I try the blood pressure cuff. My left hand can’t operate the inflation bulb. The tremor turns the squeeze-release rhythm into a stutter. The bulb wheezes erratically. The gauge needle jumps.
I release the cuff. I sit back on my heels. I stare at the equipment in my lap.
The equipment is useless because the operator is broken.
A surgeon who can’t count a pulse. A doctor who can’t inflate a cuff. A man whose single remaining value is the steadiness of his hands, and the hands are shaking.
I put the cuff down. I stand.
The room is too small. The walls—concrete block, unpainted, streaked with grease—are closer than they were a moment ago. The ceiling is lower. The air has thickened.
I know this isn’t real. I know the room hasn’t changed dimensions. I know what I’m experiencing is a sympathetic nervous system cascade triggered by acute stress and sleep deprivation.
Knowing doesn’t help.
The attack arrives like a cardiac arrest. Sudden. Total. With a momentum that makes resistance irrelevant.
My breathing accelerates. I can feel the rate climbing. Eighteen. Twenty-two. Twenty-six breaths per minute. Eachinhalation is shorter than the last. I’m hyperventilating. The CO2 in my blood is plummeting. The pH is rising. The alkalosis is making my fingers tingle and my vision spark. The room tilts on an axis that doesn’t exist.
I press my back against the wall. The concrete is cold through my shirt. I slide down. My knees come up. My arms wrap around them.
My head drops between my knees. I breathe into the dark space between my chest and my thighs. The breathing doesn’t slow. The breathing isn’t the problem. The problem is that I am standing in the wreckage of my life and I can’t find a single load-bearing wall.
My apartment has been compromised. My identity has been compromised. The Russians know I’ve been taken. Which means Dmitri knows. Which means Kazimir knows. Which means every calculation that has kept Elena safe for the past two years has been rendered null.
I am not at the clinic. I am not answering my phone. I am not compliant.
The terms of the arrangement have been broken. The consequences fall on Elena. They always fall on Elena. That is the architecture of my cage. The architecture hasn’t changed just because the cage has moved.
She has a recital. She has a recital and I’m not going to be there. I’m not going to call her on Sunday. She’s going to call me. The phone is going to ring in an empty apartment. She’s going to worry. Then she’s going to be scared. And then?—
My hands are on my face. I’m pressing my palms against my eyes. It’s the same gesture Rocco uses when he’s fighting the pain. The same animal need to push the world out through the skull.
My breath comes in short, ragged pulls. The sound bounces off the concrete walls. It comes back distorted. The acousticsignature of a man falling apart in a room designed for machines.
I’m not a doctor. The board revoked my license three years ago. I haven’t been a doctor since the day I held a nine-year-old girl’s aorta between my fingers. I watched the blood pump through my hands faster than I could clamp it. Her body emptied itself in front of me while her father screamed through the glass of the observation gallery.
I am a man with a set of skills that criminals find useful. A pair of steady hands—except the hands aren’t steady anymore. A clinical mind—except the mind can’t count to sixty without losing its place.
I am the thing Dmitri called me: a function. A tool. And the tool is malfunctioning. Which means the tool is worthless. Which means?—
"Adrian."
The voice comes from above me. Close. The sound of my name in that heavy, rough tone. It cuts through the static like a hand through water.
I don’t look up. I can’t look up. My forehead is pressed against my knees. My arms are locked around my shins. The posture is fetal. Defensive. The body’s last-resort configuration for withstanding something it can’t escape.
A sound. The creak of weight settling onto the concrete beside me. The scrape of a boot.
Then heat. Not from the space heater. Not from fever. Body heat. Massive and close. Radiating from a source positioned to my left.

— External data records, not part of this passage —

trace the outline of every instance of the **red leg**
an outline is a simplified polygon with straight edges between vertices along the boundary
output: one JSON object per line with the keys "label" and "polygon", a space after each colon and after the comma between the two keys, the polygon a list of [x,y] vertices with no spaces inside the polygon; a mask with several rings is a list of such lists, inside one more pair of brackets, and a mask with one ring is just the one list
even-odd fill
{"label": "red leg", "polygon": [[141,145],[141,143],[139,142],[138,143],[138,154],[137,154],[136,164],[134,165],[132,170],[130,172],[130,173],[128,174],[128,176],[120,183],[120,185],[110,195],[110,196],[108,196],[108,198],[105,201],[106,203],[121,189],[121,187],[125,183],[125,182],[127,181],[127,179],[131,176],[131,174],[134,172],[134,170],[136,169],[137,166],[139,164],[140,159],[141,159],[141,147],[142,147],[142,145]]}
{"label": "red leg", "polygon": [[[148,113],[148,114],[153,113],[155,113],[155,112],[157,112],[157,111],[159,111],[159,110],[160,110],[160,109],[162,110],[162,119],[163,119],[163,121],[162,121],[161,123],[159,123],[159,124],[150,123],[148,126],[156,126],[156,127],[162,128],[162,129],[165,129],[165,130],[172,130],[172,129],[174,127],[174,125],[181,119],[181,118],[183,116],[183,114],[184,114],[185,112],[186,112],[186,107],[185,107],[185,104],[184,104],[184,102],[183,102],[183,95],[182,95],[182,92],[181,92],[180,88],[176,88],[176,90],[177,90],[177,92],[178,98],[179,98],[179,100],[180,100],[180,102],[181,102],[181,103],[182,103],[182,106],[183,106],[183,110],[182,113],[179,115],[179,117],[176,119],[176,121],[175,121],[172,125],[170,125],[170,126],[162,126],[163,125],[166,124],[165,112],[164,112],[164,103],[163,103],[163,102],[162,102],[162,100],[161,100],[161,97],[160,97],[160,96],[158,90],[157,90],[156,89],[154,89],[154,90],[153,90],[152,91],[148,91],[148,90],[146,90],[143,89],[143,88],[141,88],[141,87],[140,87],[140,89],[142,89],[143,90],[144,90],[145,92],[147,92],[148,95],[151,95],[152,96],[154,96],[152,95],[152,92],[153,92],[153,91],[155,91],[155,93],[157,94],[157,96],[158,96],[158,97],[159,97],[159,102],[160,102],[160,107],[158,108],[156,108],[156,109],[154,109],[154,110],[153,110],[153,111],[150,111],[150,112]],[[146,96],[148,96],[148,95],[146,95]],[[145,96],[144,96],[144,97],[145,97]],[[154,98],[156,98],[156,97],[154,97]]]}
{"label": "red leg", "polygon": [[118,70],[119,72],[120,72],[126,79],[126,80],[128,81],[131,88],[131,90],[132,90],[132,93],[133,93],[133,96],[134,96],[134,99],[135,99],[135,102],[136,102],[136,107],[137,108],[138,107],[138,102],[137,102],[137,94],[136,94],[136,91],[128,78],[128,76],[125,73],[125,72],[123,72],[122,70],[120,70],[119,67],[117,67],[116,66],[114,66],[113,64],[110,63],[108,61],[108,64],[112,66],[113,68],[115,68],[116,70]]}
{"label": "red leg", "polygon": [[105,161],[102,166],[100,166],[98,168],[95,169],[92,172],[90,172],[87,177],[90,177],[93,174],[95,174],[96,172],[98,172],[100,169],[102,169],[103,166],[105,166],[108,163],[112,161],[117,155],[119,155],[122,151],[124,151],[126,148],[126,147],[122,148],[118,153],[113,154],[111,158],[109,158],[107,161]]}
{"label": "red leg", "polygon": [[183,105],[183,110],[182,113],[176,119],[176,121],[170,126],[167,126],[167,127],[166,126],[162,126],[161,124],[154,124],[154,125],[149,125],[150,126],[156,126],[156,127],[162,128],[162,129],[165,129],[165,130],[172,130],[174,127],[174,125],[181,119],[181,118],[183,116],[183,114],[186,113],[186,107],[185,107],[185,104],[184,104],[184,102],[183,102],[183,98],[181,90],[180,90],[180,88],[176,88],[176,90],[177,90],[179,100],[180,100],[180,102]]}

He’s sitting beside me. His shoulder is inches from mine. The proximity is a fact I can measure: the thermal gradient against my upper arm, the displacement of air, the faint vibration of his breathing transmitted through the floor.
A hand presses against my back.
His palm covers the space between my shoulder blades. The hand is enormous. I can feel the span of it. Fingertips near my right scapula. The heel of his palm against my left. The damaged hand with its fresh sutures and gauze pressing warmth through my shirt.
The contact is firm. Not gentle—he doesn’t know how to be gentle. But solid. Stable. A fixed point in a room that won’t stop moving.